At first, a 1.75-inch thick metal plate crossing all three lanes of the Lions Gate Bridge covered the work-site. Although the Ministry of Transportation said the plate had been designed to accommodate all vehicles traveling at regular speeds, video footage shows most vehicles instinctively slowing down to bump up and then down over the plate.
Partially prompted by TransLink’s decision to stop all North Vancouver buses from crossing the bridge, Ministry of Transportation crews worked throughout the night of Thursday, August 20th, to add rubber ramping and interfacing in an attempt to smooth out the bump and thereby eliminate the need to brake over it. Whether or not this fix is working is not yet certain. Certainly, the reverse ripple effect should at least reduce the traffic chaos to something approaching ordinary or normal.

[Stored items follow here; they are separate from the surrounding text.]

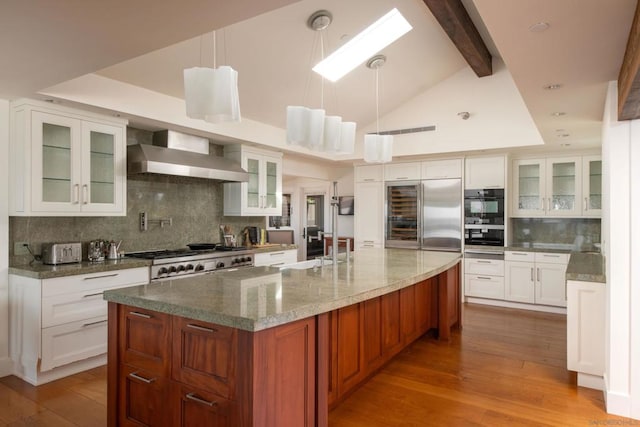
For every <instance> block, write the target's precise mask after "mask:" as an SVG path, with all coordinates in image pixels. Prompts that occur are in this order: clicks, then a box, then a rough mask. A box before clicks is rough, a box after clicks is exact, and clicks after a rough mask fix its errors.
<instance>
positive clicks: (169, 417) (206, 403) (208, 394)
mask: <svg viewBox="0 0 640 427" xmlns="http://www.w3.org/2000/svg"><path fill="white" fill-rule="evenodd" d="M170 402H171V403H172V405H173V410H172V411H171V413H170V414H169V417H168V418H167V419H171V418H173V420H172V421H173V424H172V425H174V426H179V427H190V426H215V427H236V426H237V425H238V423H237V421H236V418H235V405H234V404H233V402H231V401H229V400H227V399H223V398H221V397H220V396H219V395H217V394H215V393H212V392H209V391H206V390H198V389H196V388H195V387H192V386H187V385H184V384H180V383H175V384H173V386H172V387H171V396H170ZM152 425H155V424H152ZM158 425H166V421H164V424H158Z"/></svg>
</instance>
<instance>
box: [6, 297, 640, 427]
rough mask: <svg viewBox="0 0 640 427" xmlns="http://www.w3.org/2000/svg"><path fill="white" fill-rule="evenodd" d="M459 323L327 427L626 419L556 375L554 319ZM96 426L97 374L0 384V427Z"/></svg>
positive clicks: (628, 420)
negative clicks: (450, 335) (33, 385)
mask: <svg viewBox="0 0 640 427" xmlns="http://www.w3.org/2000/svg"><path fill="white" fill-rule="evenodd" d="M463 324H464V328H463V329H462V330H461V331H454V333H453V334H452V340H451V342H448V343H447V342H439V341H436V340H434V339H433V338H430V337H422V338H421V339H419V340H418V341H416V342H415V343H414V344H413V345H412V346H410V347H408V348H407V349H406V350H405V351H403V352H402V353H401V354H399V355H398V356H397V357H396V358H395V359H394V360H393V361H392V362H391V363H389V364H388V365H387V366H386V367H384V368H383V369H382V370H381V371H380V372H379V373H378V374H376V375H375V376H374V377H373V378H371V380H370V381H369V382H368V383H366V384H365V385H364V386H363V387H362V388H360V389H359V390H357V391H356V392H355V393H354V394H353V395H351V396H350V397H349V398H348V399H347V400H345V401H344V402H343V403H342V404H341V405H340V406H339V407H337V408H336V409H335V410H334V411H332V412H331V413H330V414H329V425H330V426H331V427H351V426H363V425H366V426H367V427H377V426H380V427H383V426H492V427H493V426H590V425H612V424H614V423H616V421H613V420H626V419H624V418H621V417H616V416H611V415H607V414H606V413H605V411H604V401H603V396H602V393H601V392H598V391H595V390H590V389H586V388H578V387H576V386H575V383H576V379H575V374H573V373H570V372H568V371H567V370H566V321H565V317H564V316H562V315H556V314H546V313H538V312H529V311H522V310H513V309H504V308H497V307H488V306H479V305H465V306H464V309H463ZM626 422H627V424H625V425H638V426H640V421H633V420H626ZM105 424H106V367H100V368H96V369H92V370H90V371H86V372H83V373H80V374H77V375H74V376H71V377H67V378H64V379H62V380H59V381H55V382H52V383H49V384H45V385H42V386H39V387H33V386H31V385H29V384H27V383H25V382H23V381H21V380H19V379H18V378H16V377H13V376H9V377H5V378H2V379H0V426H62V427H65V426H88V427H89V426H90V427H95V426H104V425H105ZM619 424H620V421H618V422H617V424H615V425H619ZM620 425H621V424H620Z"/></svg>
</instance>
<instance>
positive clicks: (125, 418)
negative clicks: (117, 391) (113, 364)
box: [119, 365, 170, 426]
mask: <svg viewBox="0 0 640 427" xmlns="http://www.w3.org/2000/svg"><path fill="white" fill-rule="evenodd" d="M168 397H169V396H168V382H167V380H166V379H165V378H163V377H162V376H159V375H156V374H154V373H151V372H148V371H144V370H142V369H138V368H135V367H132V366H128V365H121V366H120V378H119V399H120V401H119V407H120V409H121V410H120V417H119V425H120V426H141V425H143V426H156V425H162V423H166V420H167V417H168V416H169V414H170V412H169V410H168V407H167V398H168Z"/></svg>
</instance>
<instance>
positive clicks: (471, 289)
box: [464, 258, 504, 300]
mask: <svg viewBox="0 0 640 427" xmlns="http://www.w3.org/2000/svg"><path fill="white" fill-rule="evenodd" d="M464 271H465V274H464V292H465V296H470V297H478V298H490V299H496V300H502V299H504V261H503V260H496V259H477V258H465V259H464Z"/></svg>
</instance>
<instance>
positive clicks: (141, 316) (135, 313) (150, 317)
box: [129, 311, 153, 319]
mask: <svg viewBox="0 0 640 427" xmlns="http://www.w3.org/2000/svg"><path fill="white" fill-rule="evenodd" d="M129 314H131V315H132V316H138V317H142V318H144V319H151V318H152V317H153V316H150V315H148V314H144V313H140V312H137V311H130V312H129Z"/></svg>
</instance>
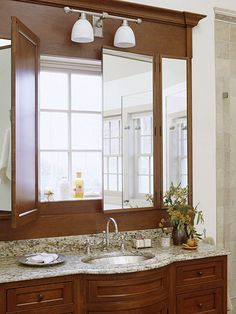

The havoc wreaked by this seemingly tiny bump has also revived discussion of the long-recognized need for a third crossing over Burrard Inlet. West Vancouver’s Mayor Michael Smith pointed out that experts have said for decades that the North Shore needs another connection, but nothing has been done despite the continuing, if not accelerating, population and infrastructure growth in both North Vancouver and West Vancouver.
Mayor Smith was reported as saying “while more transit is a good idea, many people are still going to drive, and they, along with people living on the Sea-to-Sky Corridor and ferry-bound vehicles need a way to get to the rest of Metro Vancouver. …The North Shore hasn’t had a new bridge in over 60 years. Show me another area of Metro Vancouver that has had no enhancement to its transportation network in a period of time like that.” Point made.